If you instead move 1 unit in a random direction then sometimes you’ll move more than that and sometimes you’ll move less, but I figured that was unimportant enough on net to leave it O(1/sqrt(n)).
This bridge example seems to be using a different algorithm than the e coli movement. The e coli moves in a random direction while the bridge adjustments always happen in the direction of a basis vector.
If you were altering the bridge in the same way that e coli moves, then every change to the bridge would alter that one particular strut by a little bit (in addition to altering every other aspect of the bridge).
Whereas if e coli moved in the same way that you describe the hypothetical bridge design, then it would only move purely along a single coordinate (such as from (0,0,0,0,0) to (0,0,0,1,0)) rather than in a random direction.
My intuition is that the efficiency of the bridge algorithm is O(1/n) and the e coli algorithm is O(1/sqrt(n)).
Which suggests that if you’re doing randomish exploration, you should try to shake things up and move in a bunch of dimensions at once rather than just moving along a single identified dimension.
Your intuition is exactly correct; the math indeed works out to O(1/sqrt(n)) for a random direction. I actually had a few paragraphs about that in an earlier draft, but cut it because high-dimensional problems in the real world basically never involve a space where Euclidean distance makes sense.
Seems like some changes are more like Euclidean distance while others are more like turning a single knob. If I go visit my cousin for a week and a bunch of aspects of my lifestyles shift towards his, that is more Euclidean than if I change my lifestyle by adding a new habit of jogging each morning. (Although both are in between the extremes of pure Euclidean or purely a single knob—you could think of it in terms of the dimensionality of the subspace that you’re moving in.)
And something similar can apply to work habits, thinking styles, etc.
The relevant aspect which makes a Euclidean distance metric relevant is not “all the dimensions change a bit at once”. The relevant aspect is “cost of testing the change is a function of Euclidean distance”—e.g. in the e-coli case, the energy expended during straight-line swimming should be roughly proportional to the distance traveled.

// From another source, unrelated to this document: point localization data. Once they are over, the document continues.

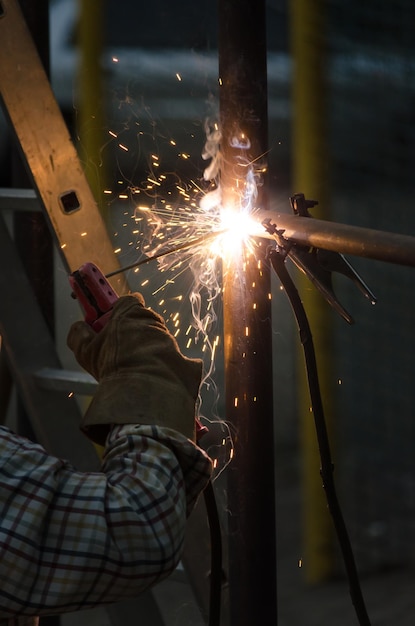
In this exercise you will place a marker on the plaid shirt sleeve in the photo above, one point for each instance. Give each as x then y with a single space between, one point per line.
72 540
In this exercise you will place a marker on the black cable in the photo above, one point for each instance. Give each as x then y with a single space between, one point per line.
277 258
215 556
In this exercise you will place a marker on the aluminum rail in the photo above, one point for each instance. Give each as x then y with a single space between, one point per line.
343 238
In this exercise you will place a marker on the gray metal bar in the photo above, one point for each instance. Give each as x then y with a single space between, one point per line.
353 240
19 200
25 336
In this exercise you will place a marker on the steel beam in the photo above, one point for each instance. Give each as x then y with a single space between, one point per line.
247 322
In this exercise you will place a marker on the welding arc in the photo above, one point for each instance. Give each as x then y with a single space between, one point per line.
183 246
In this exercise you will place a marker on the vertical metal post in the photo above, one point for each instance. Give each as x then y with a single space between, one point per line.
247 323
310 176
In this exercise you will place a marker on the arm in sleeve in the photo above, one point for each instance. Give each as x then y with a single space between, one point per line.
72 540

I’m not sure about your visit-the-cousin example. My intuition is that O(1/n) is the default cost to e-coli-style optimization when there’s no special structure to the exploration cost which we can exploit, but I don’t have a strong mathematical argument for that which would apply in an obvious way to the cousin example. My weak argument would be “absent any special knowledge about the problem structure, we have to treat visiting-the-cousin as an independent knob to turn same as all the other knobs”—i.e. we don’t have a prior reason to believe that the effects of the visit are a combination of other (available) knobs.

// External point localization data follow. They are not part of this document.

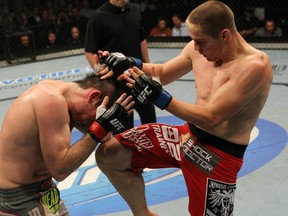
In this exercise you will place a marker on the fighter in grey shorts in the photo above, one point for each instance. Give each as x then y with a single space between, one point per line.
37 199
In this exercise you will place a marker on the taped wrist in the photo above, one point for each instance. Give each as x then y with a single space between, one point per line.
138 63
163 100
97 132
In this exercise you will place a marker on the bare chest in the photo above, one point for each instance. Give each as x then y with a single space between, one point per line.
209 80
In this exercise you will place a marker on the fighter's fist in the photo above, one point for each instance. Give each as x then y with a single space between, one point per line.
147 90
115 117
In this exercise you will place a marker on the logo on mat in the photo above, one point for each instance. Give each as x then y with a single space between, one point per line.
219 198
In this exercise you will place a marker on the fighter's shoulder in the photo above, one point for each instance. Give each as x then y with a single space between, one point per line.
257 60
47 90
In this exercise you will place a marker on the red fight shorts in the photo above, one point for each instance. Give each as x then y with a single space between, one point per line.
209 164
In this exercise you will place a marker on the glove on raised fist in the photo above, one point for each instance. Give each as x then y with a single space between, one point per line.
146 90
115 117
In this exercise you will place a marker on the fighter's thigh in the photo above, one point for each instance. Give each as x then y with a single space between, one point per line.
113 153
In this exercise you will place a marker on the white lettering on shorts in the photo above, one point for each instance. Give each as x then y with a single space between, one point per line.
168 139
199 155
219 198
137 136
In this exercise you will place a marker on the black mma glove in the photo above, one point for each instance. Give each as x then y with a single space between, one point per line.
147 90
116 117
118 63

If you can only do randomish exploration this sounds right, but I think this often isn’t the right approach (not saying you would disagree with this, just pointing it out). When we change things along basis vectors, we’re implicitly taking advantage of the fact that we have a built-in basis for the world (namely, our general world model). This lets us reason about things like causality, constraints, etc. since we already are parsing the world into a useful basis.

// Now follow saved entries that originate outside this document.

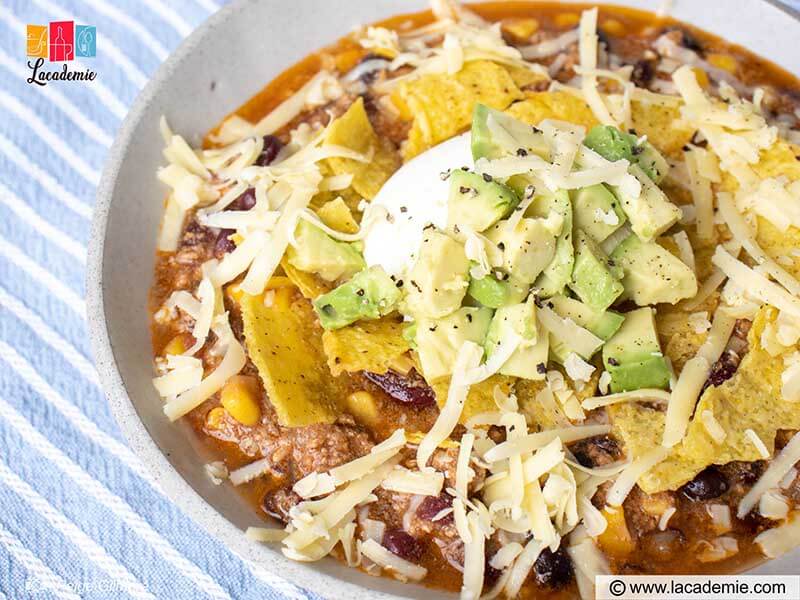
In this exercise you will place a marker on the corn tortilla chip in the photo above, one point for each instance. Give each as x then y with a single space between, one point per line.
365 346
285 345
751 399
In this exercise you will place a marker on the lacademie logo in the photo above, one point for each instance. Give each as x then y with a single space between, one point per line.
60 41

Care to elaborate how did you get to the formula O(1/sqrt(n))?
The distance between the n-dimensional points (0,0,...,0) and (1,1,...,1) is sqrt(n). So if you move sqrt(n) units along that diagonal, you move 1 unit along the dimension that matters. Or if you move 1 unit along the diagonal, you move 1/sqrt(n) units along that dimension. 1/sqrt(n) efficiency.
If you instead move 1 unit in a random direction then sometimes you’ll move more than that and sometimes you’ll move less, but I figured that was unimportant enough on net to leave it O(1/sqrt(n)).
Why would the bridge algorithm be O(1/n)?